Remember when President Bush had a show thrown at him by a “journalist” in the Middle East? The media covered that as “more bad news for Bush” and the unpopularity of the war on terrorism. CBS even compared Bush to Saddam Hussein.

  • “Sock and awe. How the Iraqi shoe-thrower is now being hailed as a hero and drawing thousands of supporters….It’s being referred to as the ‘toss heard around the world.’ In fact, many Iraqis are showering accolades on the journalist who threw his shoes at President Bush.”  — CBS’s Harry Smith on The Early Show, December 16, 2008.
  • “In the Middle East, there’s no bigger insult than hitting someone with a shoe, a dirty object worn on the lowest part of the body. By showing the kind of contempt formerly reserved for Saddam Hussein to President Bush, [Muntathar] al-Zaidi’s become an instant hero….Al-Zaidi should do jail time, said the Iraqi bloggers – because he missed.” — CBS’s Elizabeth Palmer on the December 15, 2008 Evening News.

(NewsBusters)

(Kyle Drennen, via FoxNation) On Friday, all three network morning shows fretted over a woman throwing a shoe at Hillary Clinton during a speaking event in Las Vegas. NBC Today co-host Tamron Hall was particularly melodramatic: “I mean, but how scary is that?…Had it hit her, that would have been awful. It would have been awful.” Weatherman Al Roker added: “Jeez, that’s frightening.” Hall declared: “It’s hard for me to watch, actually.”
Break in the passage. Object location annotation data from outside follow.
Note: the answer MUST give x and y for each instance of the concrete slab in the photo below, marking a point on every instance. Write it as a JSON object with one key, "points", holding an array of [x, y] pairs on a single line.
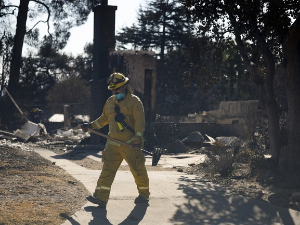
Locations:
{"points": [[176, 198]]}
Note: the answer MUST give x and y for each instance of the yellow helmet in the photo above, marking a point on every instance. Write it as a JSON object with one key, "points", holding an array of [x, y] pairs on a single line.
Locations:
{"points": [[116, 80]]}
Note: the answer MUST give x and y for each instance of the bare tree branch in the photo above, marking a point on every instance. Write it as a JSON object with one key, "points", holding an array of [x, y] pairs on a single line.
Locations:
{"points": [[46, 21]]}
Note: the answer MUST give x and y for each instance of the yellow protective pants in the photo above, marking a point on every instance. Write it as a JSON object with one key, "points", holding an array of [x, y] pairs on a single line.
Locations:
{"points": [[112, 157]]}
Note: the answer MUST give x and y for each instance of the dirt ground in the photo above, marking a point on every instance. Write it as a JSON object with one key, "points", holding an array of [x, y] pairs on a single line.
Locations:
{"points": [[35, 191]]}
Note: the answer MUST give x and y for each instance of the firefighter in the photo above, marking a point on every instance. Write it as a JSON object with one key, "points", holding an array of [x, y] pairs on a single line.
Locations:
{"points": [[124, 114]]}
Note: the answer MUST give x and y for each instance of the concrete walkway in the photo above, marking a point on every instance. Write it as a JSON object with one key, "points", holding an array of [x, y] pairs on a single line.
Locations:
{"points": [[176, 198]]}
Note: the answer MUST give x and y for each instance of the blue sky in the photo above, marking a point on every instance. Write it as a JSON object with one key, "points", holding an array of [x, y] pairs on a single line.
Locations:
{"points": [[126, 15]]}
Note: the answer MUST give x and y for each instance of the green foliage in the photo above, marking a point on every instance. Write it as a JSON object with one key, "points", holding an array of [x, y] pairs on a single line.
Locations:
{"points": [[162, 26]]}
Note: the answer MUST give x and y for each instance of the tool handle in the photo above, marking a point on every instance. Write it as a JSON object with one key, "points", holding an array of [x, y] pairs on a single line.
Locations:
{"points": [[116, 140]]}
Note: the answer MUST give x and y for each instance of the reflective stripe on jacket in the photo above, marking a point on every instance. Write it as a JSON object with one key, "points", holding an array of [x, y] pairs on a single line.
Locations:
{"points": [[131, 107]]}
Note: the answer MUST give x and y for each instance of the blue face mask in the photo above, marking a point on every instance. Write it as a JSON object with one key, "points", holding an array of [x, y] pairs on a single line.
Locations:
{"points": [[120, 96]]}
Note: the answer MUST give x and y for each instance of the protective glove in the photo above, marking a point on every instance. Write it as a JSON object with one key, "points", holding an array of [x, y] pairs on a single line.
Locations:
{"points": [[136, 142], [85, 127]]}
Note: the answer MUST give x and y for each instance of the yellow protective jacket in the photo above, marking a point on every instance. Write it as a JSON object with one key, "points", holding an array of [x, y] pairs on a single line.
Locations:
{"points": [[131, 107]]}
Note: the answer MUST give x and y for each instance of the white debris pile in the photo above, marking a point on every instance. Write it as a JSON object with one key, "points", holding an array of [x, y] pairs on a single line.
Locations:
{"points": [[73, 134], [16, 145], [229, 141]]}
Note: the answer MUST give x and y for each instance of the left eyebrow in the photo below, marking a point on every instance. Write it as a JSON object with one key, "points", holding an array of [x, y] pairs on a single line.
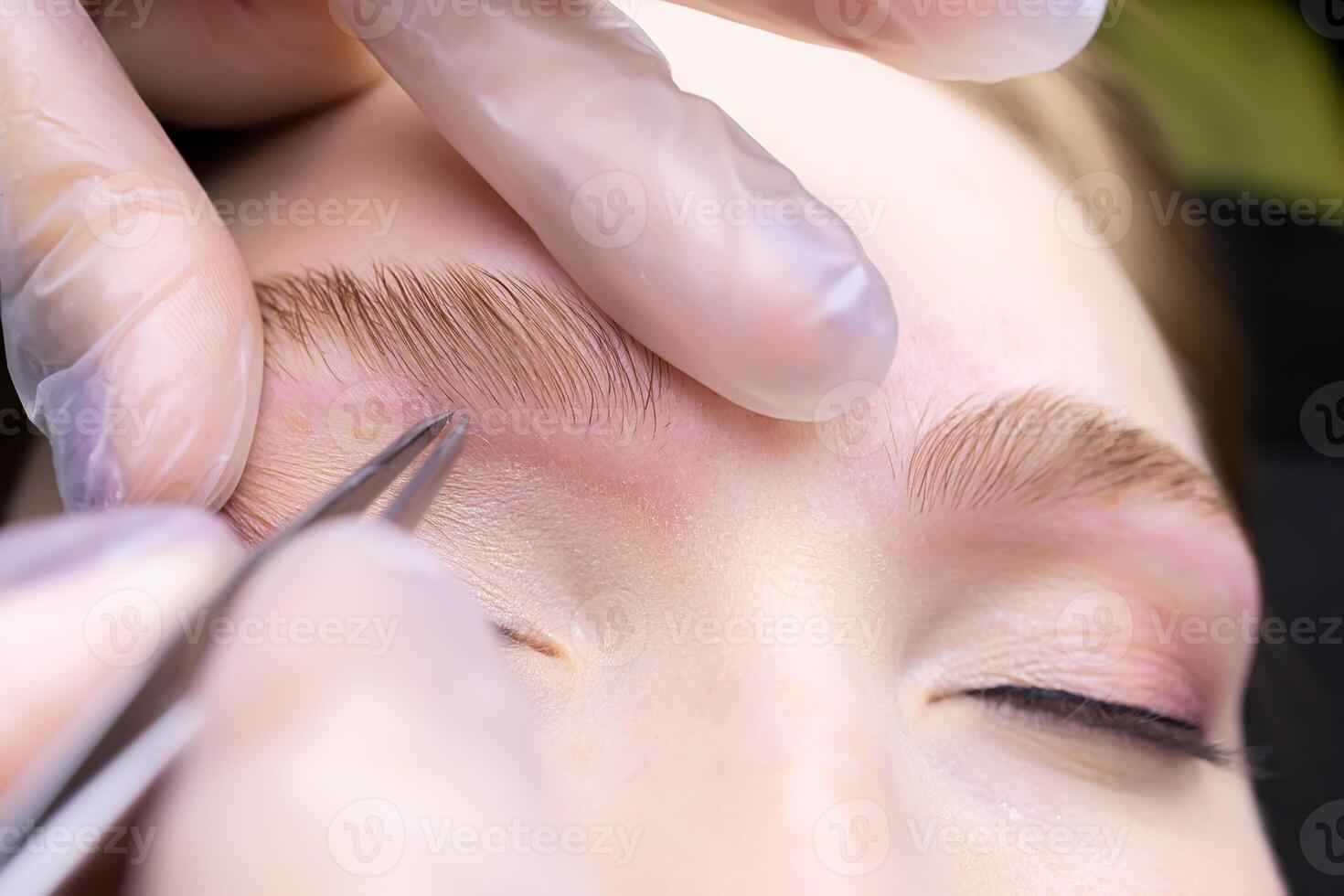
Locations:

The shoe was on the other foot in 2008, when an Iraqi journalist threw two shoes at then-President George W. Bush during a Baghdad press conference. At that time, ABC and CBS referred to the shoe-thrower as a “celebrity” and “folk hero” who “thrilled the Arab world.” In 2009, then-MSNBC host David Shuster actually cheered the release of the footwear assailant from prison. Tamron Hall happened to be on the show at the time and observed that people would have been “more outraged” if someone threw a shoe at President Obama. Here are some reactions to the shoe throw at Hillary:

  • On CBS This Morning, co-host Charlie Rose observed that Clinton “handled that quite well” before noting that the thrower was “facing federal charges.” Fellow co-host Norah O’Donnell gushed: “You know, it was amazing to see how calm she [Hillary Clinton] was….she didn’t really react much at all and had a great retort, you know?” Rose agreed: “It was amazing.” O’Donnell concluded: “Incredible, indeed.”
  • By contrast, on Friday’s ABC Good Morning America, White House correspondent Jon Karl reported: “Hillary Clinton took that with good humor. But it was a scary moment.” Co-host George Stephanopoulos remarked: “Yeah, Hillary Clinton, quick with the quip. But that was a scary moment there for a second.”
  • On CBS This Morning, co-host Charlie Rose observed that Clinton “handled that quite well” before noting that the thrower was “facing federal charges.” Fellow co-host Norah O’Donnell gushed: “You know, it was amazing to see how calm she [Hillary Clinton] was….she didn’t really react much at all and had a great retort, you know?” Rose agreed: “It was amazing.” O’Donnell concluded: “Incredible, indeed.”

(NewsBusters)

Here is CNN covering Bush’s “Shoe Debacle,” take note of the public dislike of Bush in this report… from mentioning “disliking” him, to marveling that Bush would try and turn this into a positive:

  • “You may not like President [George W.] Bush‘s politics, but one thing you can say for sure is that the man has great reflexes,” then-CNN anchor Alina Cho told foreign correspondent Michael Ware in the wake of the December, 2008 incident in Iraq.
  • Ware marveled at the fact that Bush joked about the situation and attempted to “turn the incident to his advantage,” as opposed to dwelling ruefully on his shoe-administered repudiation.
  • “Bare in mind that, in Iraqi culture, throwing a shoe is close to the ultimate insult,” Ware noted. Unlike in the United States, where shoe-throwing is a traditional feature of weddings and christenings.
  • “This may become the press conference of the Iraq War that everyone will remember,” Ware later reported. He noted that this insult is “reserved only for the most hated.”

(Media’ite)

This blatant double-standard should be embarrassing to the legacy media. Alas, it is probably a badge of honor to them – unfortunately. Sad.